本図は昭和四十二年六月に重要文化財に指定され、その損傷状況を考慮し、ただちに修理が実施され面目を一新した。もとより長年にわたる薫煙によって銀箔、群青、緑青が変色し、たとえば紺丹、緑紫と称される当代固有の暈繝【うんげん】の組み合わせによる当初の微妙な色調が失われている点はいなめないが、補彩などの後手もなく作柄のきわめて優秀なることを改めて確認することができた。加わうるに、修理に際し画絹裏の最下辺に「延命像〈 仁平三年四月廿一日供養/〉」の墨書が発見され、平安時代仏画の数少ない在銘像としてまた当代の基準作としてその価値を一層高からしむることとなった。
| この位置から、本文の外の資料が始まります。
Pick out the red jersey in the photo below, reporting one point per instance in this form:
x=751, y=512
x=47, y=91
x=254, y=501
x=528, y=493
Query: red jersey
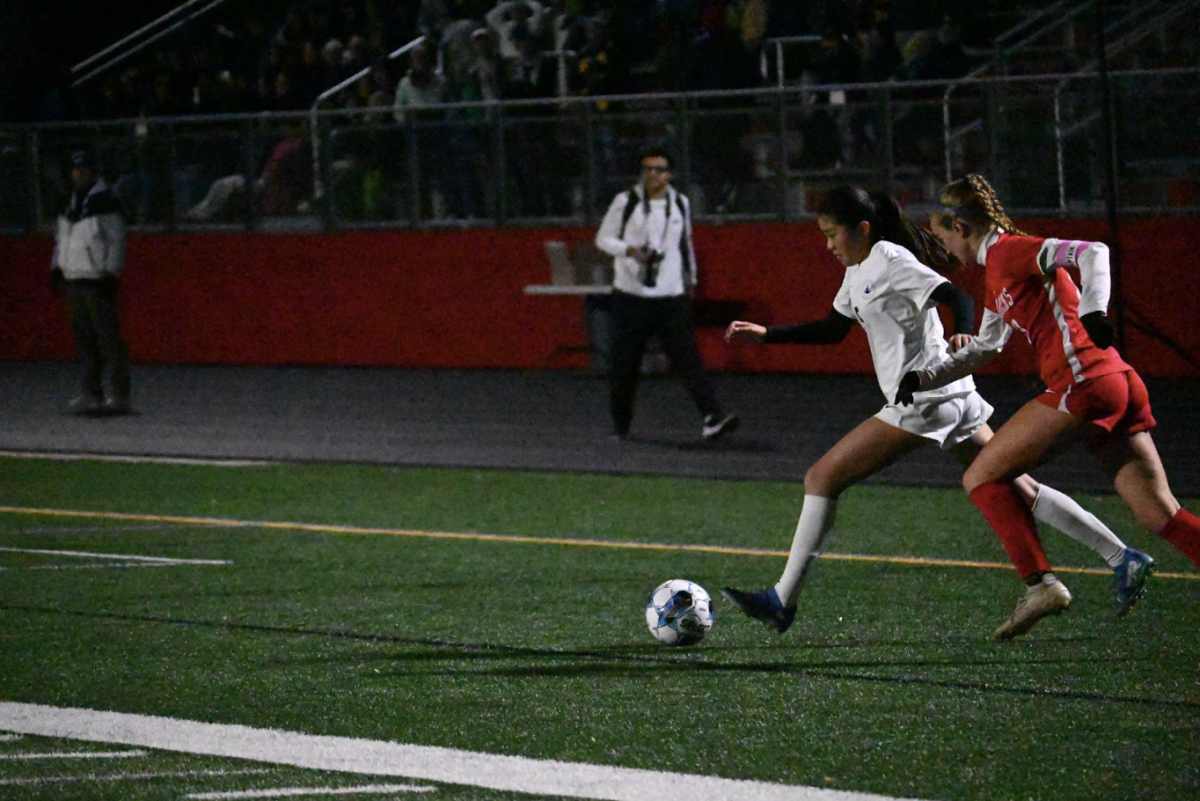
x=1044, y=306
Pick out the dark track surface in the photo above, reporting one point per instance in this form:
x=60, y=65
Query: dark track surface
x=516, y=420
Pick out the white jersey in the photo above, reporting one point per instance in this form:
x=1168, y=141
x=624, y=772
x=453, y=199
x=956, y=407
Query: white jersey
x=888, y=293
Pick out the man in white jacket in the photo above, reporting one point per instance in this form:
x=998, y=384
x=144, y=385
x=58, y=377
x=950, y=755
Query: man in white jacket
x=89, y=254
x=648, y=233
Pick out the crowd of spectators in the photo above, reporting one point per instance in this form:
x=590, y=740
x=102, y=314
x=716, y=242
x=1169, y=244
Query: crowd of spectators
x=280, y=55
x=275, y=55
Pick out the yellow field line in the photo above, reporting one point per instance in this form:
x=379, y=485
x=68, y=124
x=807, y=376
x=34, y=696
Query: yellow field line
x=323, y=528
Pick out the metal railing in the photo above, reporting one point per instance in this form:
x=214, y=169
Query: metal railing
x=315, y=120
x=742, y=155
x=120, y=52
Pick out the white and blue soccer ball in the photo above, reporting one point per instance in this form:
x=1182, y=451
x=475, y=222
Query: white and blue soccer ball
x=679, y=612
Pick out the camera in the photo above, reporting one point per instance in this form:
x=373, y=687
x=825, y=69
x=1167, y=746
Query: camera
x=651, y=266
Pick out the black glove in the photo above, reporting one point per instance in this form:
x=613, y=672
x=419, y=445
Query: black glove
x=909, y=384
x=1098, y=329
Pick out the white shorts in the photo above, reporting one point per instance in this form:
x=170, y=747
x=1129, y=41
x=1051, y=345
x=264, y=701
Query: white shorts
x=947, y=422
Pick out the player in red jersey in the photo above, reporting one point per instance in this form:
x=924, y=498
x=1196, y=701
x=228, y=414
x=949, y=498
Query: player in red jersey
x=1091, y=392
普賢延命菩薩の尊顔や二十臂をかたどる撓みのない朱線、肉身や条帛に賦された強い暈取り、地金を用いぬ大様な彩色文様などからは、藤原仏画に広く認められる巧緻繊麗な美しさとは別趣の画致が感じられる。
なお、本号の表紙は四大白象の頭頂に立つ四天王のうち広目天と多聞天であるが、その着衣にはほりぬりの技法を用い十分に墨線を生かした力強い動勢表現が見られ、鎌倉時代に指向する新しい兆しを看取することができる。